Girgenti Acque, ecco perchè è stato scagionato l’ex Prefetto: “Non dimostrato sviamento di potere”
Per i giudici non è stata dimostrata “la sussistenza di uno sviamento di potere sorretto dal dolo intenzionale di procurare vantaggio alla Girgenti Acque Spa”
“Inidoneità del materiale indiziario a dimostrare la sussistenza di uno sviamento di potere sorretto dal dolo intenzionale di procurare vantaggio alla Girgenti Acque Spa”. È quanto scrivono i giudici della prima sezione penale della Corte di appello di Palermo, presieduta da Adriana Piras, nella sentenza con la quale è stato confermato il proscioglimento dell’ex Prefetto di Agrigento, Nicola Diomede, dall’accusa di concorso esterno in associazione a delinquere. La vicenda è legata alla maxi inchiesta su Girgenti Acque, l’ex colosso societario che per anni si è occupato del servizio idrico in provincia di Agrigento, e sul presunto “sistema Campione”. Per gli inquirenti l’imprenditore sarebbe stato al vertice di un sodalizio dedito alla corruzione, ai reati contro la pubblica amministrazione e ai delitti societari e ambientali.

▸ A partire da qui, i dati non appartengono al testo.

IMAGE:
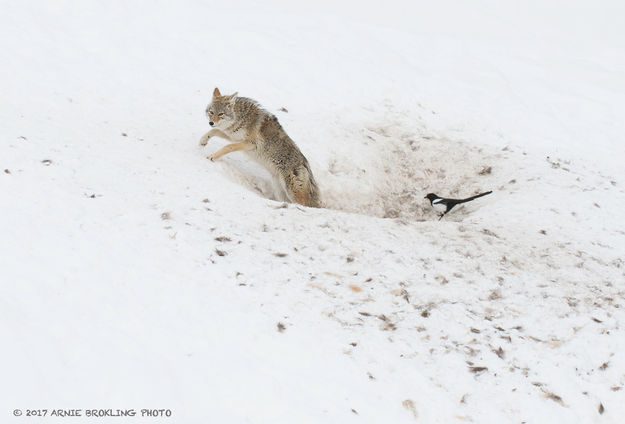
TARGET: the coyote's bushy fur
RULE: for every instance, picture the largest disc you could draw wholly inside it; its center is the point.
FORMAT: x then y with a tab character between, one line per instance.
256	131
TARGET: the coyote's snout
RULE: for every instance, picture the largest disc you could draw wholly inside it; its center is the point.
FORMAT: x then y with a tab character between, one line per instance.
257	132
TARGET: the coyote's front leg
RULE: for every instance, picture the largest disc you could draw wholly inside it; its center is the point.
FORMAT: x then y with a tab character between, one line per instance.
213	132
234	147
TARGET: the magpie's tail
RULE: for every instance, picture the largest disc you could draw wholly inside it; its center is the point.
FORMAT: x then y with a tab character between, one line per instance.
468	199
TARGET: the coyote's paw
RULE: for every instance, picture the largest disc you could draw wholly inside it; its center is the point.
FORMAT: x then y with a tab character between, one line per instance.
204	139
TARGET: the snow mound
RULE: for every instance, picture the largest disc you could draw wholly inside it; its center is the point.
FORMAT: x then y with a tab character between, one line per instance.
385	164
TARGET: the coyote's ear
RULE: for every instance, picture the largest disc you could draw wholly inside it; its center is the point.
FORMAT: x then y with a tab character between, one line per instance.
232	98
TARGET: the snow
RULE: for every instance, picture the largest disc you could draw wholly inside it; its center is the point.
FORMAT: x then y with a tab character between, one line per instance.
135	274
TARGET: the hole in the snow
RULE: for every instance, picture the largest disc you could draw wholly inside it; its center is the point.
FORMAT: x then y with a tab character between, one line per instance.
385	170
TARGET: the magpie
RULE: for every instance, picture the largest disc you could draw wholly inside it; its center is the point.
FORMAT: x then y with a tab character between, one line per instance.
444	205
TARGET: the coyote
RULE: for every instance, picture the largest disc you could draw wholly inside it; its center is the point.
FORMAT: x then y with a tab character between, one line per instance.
257	132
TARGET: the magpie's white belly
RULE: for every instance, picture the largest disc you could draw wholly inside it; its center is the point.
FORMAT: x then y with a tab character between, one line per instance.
438	206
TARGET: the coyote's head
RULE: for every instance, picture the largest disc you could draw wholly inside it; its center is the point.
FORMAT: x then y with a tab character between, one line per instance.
219	111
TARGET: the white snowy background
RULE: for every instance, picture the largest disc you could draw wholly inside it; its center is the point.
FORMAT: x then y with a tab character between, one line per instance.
134	273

L’ex Prefetto di Agrigento, rimosso all’indomani della maxi inchiesta, era accusato di aver “salvato” il gruppo Campione da una interdittiva antimafia senza tenere conto del parere unanime delle forze di polizia e non valutando il parere dell’allora prefetto vicario. Per questo motivo la procura di Agrigento chiese il processo nei confronti di Diomede per concorso esterno in associazione a delinquere. Il gup Micaela Raimondo ha invece disposto il non luogo a procedere giudicando gli elementi offerti dal pubblico ministero “insufficienti a fondare una ragionevole previsione di condanna”. Per il giudice, infatti, “tutte le argomentazioni non consentivano di asseverare che il Diomede non avesse correttamente ponderato gli elementi fattuali ed avesse dolosamente travalicato i limiti esterni dell’ampia discrezionalità amministrativa che la legge gli riservava in materia”.

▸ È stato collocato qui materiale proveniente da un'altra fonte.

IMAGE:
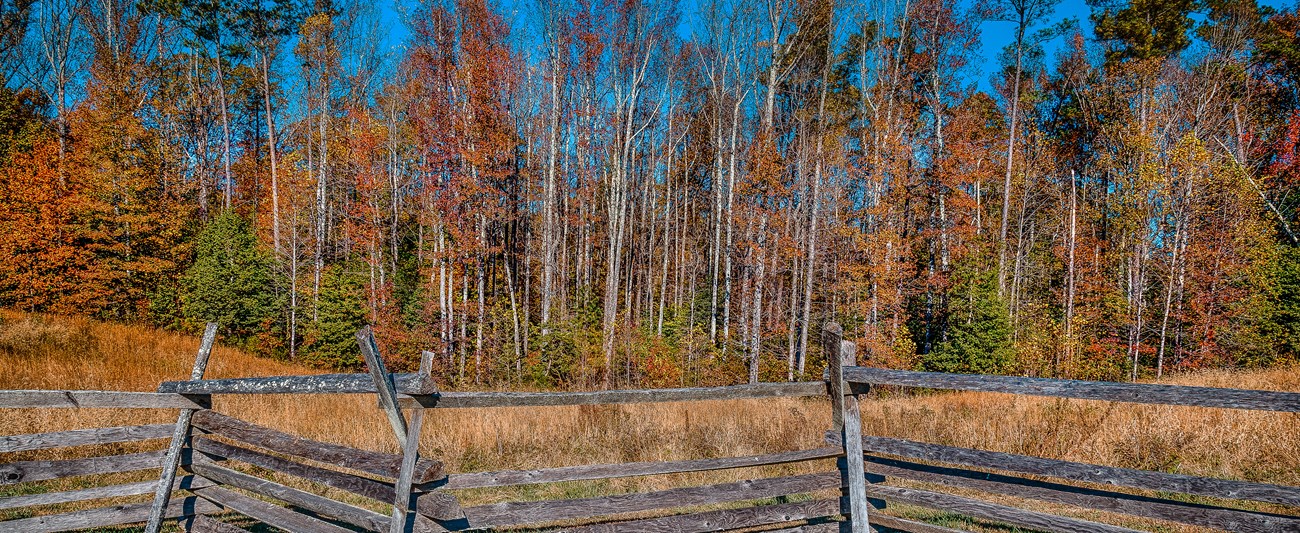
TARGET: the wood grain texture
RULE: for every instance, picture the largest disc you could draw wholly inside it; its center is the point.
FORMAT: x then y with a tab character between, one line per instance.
96	493
611	397
180	436
347	514
319	384
848	421
878	523
991	511
438	506
512	514
629	469
207	524
104	516
267	512
82	437
720	520
100	399
1095	473
372	462
27	471
1093	390
1226	519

Una decisione condivisa anche dalla Corte di appello di Palermo che ha rigettato il ricorso presentato dalla procura: “Come esattamente rilevato dalla sentenza impugnata, gli elementi indiziari a carico del gruppo Campione nella disponibilità dell’imputato ai fini delle valutazioni che era chiamato ad effettuare non apparivano impositivi della esigenza di misure interdittive antimafia, come era peraltro stato evidenziato dalla disparità di vedute esistente tra le forze di polizia”.